Opinion
July 5, 1988
Appeal from the Supreme Court, Nassau County (Oppido, J.).
Ordered that the order is affirmed, with costs.
In view of the fact that the defendant husband, who was at all times represented by counsel, consented after judicial inquiry to the subject stipulation in open court, his conclusory allegations of unfairness or unconscionability are without evidentiary value (see, McDougall v. McDougall, 129 A.D.2d 685; Jensen v. Jensen, 110 A.D.2d 679).
The record reveals, contrary to the defendant's claims, that the provisions of the stipulation were not "manifestly unfair" and there was no overreaching present in its inception.

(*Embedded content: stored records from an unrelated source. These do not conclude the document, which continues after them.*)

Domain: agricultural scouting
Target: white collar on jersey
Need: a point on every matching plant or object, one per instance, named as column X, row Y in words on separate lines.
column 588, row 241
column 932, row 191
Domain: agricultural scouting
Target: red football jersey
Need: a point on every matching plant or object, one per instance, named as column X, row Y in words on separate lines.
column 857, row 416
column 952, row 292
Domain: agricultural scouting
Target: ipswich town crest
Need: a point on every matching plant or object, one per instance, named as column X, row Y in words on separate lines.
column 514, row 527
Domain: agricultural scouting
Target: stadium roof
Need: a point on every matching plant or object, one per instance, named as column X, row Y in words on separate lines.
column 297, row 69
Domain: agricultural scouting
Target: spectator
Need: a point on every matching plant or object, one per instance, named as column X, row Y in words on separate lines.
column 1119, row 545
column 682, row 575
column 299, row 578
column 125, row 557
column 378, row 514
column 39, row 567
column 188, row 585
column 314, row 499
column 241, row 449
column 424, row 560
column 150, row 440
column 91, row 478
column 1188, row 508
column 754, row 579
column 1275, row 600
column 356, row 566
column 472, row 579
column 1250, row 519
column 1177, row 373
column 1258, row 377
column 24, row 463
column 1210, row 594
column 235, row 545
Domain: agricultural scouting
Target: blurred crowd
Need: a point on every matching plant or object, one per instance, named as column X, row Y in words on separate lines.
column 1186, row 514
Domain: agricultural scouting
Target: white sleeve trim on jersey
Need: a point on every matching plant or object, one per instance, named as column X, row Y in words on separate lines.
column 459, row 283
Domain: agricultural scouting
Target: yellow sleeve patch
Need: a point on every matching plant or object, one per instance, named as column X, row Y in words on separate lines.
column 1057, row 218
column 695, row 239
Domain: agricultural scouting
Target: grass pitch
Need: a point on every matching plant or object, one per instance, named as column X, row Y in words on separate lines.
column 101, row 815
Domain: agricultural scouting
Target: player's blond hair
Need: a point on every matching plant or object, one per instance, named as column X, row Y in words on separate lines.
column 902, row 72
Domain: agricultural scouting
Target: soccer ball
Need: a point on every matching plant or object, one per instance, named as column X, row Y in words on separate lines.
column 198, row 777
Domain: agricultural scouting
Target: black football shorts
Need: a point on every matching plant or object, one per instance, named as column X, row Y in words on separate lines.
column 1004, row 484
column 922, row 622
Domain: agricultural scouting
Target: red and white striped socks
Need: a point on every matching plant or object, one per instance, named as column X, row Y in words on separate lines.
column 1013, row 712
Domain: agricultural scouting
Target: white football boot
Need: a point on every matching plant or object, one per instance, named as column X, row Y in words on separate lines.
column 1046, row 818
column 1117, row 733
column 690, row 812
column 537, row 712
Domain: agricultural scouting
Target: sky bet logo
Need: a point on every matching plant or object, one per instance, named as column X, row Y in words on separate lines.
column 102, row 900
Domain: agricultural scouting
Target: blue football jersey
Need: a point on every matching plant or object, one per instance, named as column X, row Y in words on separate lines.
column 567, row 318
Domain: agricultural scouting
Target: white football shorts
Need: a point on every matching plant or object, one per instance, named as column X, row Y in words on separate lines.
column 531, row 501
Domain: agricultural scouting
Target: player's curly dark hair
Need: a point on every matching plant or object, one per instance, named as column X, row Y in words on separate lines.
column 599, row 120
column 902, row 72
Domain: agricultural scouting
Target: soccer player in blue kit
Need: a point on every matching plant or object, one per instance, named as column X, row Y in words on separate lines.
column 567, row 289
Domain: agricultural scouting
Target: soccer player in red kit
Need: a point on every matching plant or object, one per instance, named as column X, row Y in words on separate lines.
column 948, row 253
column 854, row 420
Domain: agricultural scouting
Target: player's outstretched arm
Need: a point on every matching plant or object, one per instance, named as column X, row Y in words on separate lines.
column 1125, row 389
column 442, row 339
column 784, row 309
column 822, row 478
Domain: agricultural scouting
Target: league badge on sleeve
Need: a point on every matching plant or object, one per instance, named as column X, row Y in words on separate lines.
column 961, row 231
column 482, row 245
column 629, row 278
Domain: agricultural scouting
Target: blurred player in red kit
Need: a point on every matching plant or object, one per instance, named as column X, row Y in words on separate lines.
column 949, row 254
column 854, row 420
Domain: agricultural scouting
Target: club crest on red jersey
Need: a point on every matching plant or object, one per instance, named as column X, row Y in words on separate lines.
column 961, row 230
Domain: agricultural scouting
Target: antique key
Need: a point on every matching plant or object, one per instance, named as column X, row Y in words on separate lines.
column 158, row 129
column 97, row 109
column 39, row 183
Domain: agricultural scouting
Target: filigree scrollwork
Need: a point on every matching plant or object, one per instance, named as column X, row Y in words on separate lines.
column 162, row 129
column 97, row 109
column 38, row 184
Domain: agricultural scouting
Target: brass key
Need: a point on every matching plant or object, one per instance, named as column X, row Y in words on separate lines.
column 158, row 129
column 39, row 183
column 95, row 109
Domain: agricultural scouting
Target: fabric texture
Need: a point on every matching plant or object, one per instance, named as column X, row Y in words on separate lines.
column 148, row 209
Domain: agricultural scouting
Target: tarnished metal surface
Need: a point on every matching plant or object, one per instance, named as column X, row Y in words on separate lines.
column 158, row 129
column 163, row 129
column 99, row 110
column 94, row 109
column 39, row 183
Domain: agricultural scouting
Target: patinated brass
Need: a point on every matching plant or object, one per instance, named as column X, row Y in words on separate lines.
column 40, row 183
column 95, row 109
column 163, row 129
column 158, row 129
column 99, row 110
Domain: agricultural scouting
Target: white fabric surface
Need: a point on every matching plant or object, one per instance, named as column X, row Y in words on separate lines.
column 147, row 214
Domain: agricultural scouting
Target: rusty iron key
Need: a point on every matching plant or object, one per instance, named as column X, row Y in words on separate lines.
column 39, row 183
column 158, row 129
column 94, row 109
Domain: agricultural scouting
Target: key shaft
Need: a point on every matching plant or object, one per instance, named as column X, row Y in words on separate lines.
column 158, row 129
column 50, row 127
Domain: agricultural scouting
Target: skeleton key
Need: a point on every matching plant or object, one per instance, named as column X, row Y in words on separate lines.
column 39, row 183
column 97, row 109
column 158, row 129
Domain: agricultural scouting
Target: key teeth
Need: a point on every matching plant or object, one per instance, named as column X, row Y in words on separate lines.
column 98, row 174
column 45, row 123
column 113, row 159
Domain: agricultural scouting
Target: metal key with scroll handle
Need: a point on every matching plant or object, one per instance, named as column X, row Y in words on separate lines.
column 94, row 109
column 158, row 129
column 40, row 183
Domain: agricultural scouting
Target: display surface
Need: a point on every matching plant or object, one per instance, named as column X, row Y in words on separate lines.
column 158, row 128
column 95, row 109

The new appraisal as to the value of the marital residence does not support a claim of mutual mistake, nor is the defendant's claimed misunderstanding of the terms sufficient to set aside the parties' agreement given the binding nature of the stipulation (see, Grunfeld v. Grunfeld, 123 A.D.2d 64; Zioncheck v Zioncheck, 99 A.D.2d 563).
"Judicial review is to be exercised circumspectly, sparingly and with a persisting view to the encouragement of parties settling their own differences in connection with the negotiation of property settlement provisions" (see, Christian v. Christian, 42 N.Y.2d 63, 71-72). The defendant's claim of hardship or alleged change of circumstances, even if supported by the evidence, which it is not, would not persuade this court to set aside the parties' agreement as to the property settlement. The stability and hence the effectiveness of property dispositions would be seriously undermined if they could be set aside after execution upon a finding that they became unfair after some time had elapsed.
Finally, it was not error to deny the defendant's application without an evidentiary hearing as no triable issues of fact were raised, the defendant's allegations being conclusory and belied by the record (see, McDougall v. McDougall, 129 A.D.2d 685, supra; Robinson v. Robinson, 111 A.D.2d 316, appeal dismissed 66 N.Y.2d 613, mot to vacate denied 66 N.Y.2d 855, rearg denied 67 N.Y.2d 647). Mangano, J.P., Bracken, Brown and Kunzeman, JJ., concur.